There is an increased risk in patients with coronavirus disease 2019 (COVID-19) who smoke and vape, according to a new study published in the International Journal of Molecular Sciences.
COVID-19 has infected more than 14 million people and has caused more than 600,000 deaths, according to the World Health Organization. Severe respiratory and pulmonary disorders associated with the virus are well documented. According to a press release, recent research has found cardiovascular-neurological dysfunction in COVID-19 patients, which includes large artery ischemic strokes originating in one of the brain’s larger blood-supplying arteries, such as the carotid artery.
Researchers from Texas Tech University Health Sciences Center (TTUHSC) found that smokers or users of tobacco and vaping products are more vulnerable to bacterial and viral infections than non-smokers. COVID-19 attacks the respiratory and vascular systems, which can worsen outcomes for patients who smoke or vape.
According to the press release, the human body has 13 blood coagulation factors that can increase due to hypoxia. This is when the body is deprived of sufficient oxygen at the tissue level, which occurs with smoking. Researchers found that COVID-19 seems to raise some blood procoagulant, most notably the von Willebrand factor.
There is an increasing amount of evidence that COVID-19 effects the neurological system, according to the press release. Researchers point to a study of 214 COVID-19 patients in which 36.45% had neuroglial symptoms to further prove that the virus is able to affect the neurological system.

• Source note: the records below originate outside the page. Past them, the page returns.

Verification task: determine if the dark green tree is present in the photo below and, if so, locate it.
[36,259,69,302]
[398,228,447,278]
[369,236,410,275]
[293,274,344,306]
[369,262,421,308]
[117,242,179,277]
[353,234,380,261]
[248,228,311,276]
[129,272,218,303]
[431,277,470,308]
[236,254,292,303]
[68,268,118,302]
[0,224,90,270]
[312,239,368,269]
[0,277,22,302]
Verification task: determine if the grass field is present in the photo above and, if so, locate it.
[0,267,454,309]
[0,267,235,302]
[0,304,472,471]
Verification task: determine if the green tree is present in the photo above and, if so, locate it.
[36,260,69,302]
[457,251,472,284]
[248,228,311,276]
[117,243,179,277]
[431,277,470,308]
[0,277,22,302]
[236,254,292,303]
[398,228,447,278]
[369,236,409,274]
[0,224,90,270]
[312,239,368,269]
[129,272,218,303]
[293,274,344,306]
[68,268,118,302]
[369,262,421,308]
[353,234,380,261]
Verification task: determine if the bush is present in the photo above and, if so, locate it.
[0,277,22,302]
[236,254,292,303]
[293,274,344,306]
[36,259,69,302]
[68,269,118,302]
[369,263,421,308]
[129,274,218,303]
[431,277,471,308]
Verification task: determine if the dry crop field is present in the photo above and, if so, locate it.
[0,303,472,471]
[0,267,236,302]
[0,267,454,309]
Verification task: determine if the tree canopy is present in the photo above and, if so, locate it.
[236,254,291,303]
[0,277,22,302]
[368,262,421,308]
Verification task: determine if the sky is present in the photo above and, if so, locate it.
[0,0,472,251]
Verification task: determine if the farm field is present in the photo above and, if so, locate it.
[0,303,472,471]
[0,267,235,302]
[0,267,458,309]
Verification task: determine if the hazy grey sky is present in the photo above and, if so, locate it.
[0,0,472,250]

Since COVID-19 and smoking or vaping both increase blood coagulation factors that may eventually affect the cerebral vascular system, there may be a higher risk of stroke for COVID-19 patients who smoke, according to the researchers.
"When the coagulant factor will be increased in our body, there will be a higher chance of clot formation…Ultimately, it will be responsible for several vascular dysfunctions, for example, hemorrhagic or ischemic stroke,” Sabrina Rahman Archie, TTUHSC graduate research assistant, said in the press release.
More research is needed on how COVID-19 affects people who smoke, according to the press release. The study authors said the virus is too new to know for certain and hope to conduct more research later this year.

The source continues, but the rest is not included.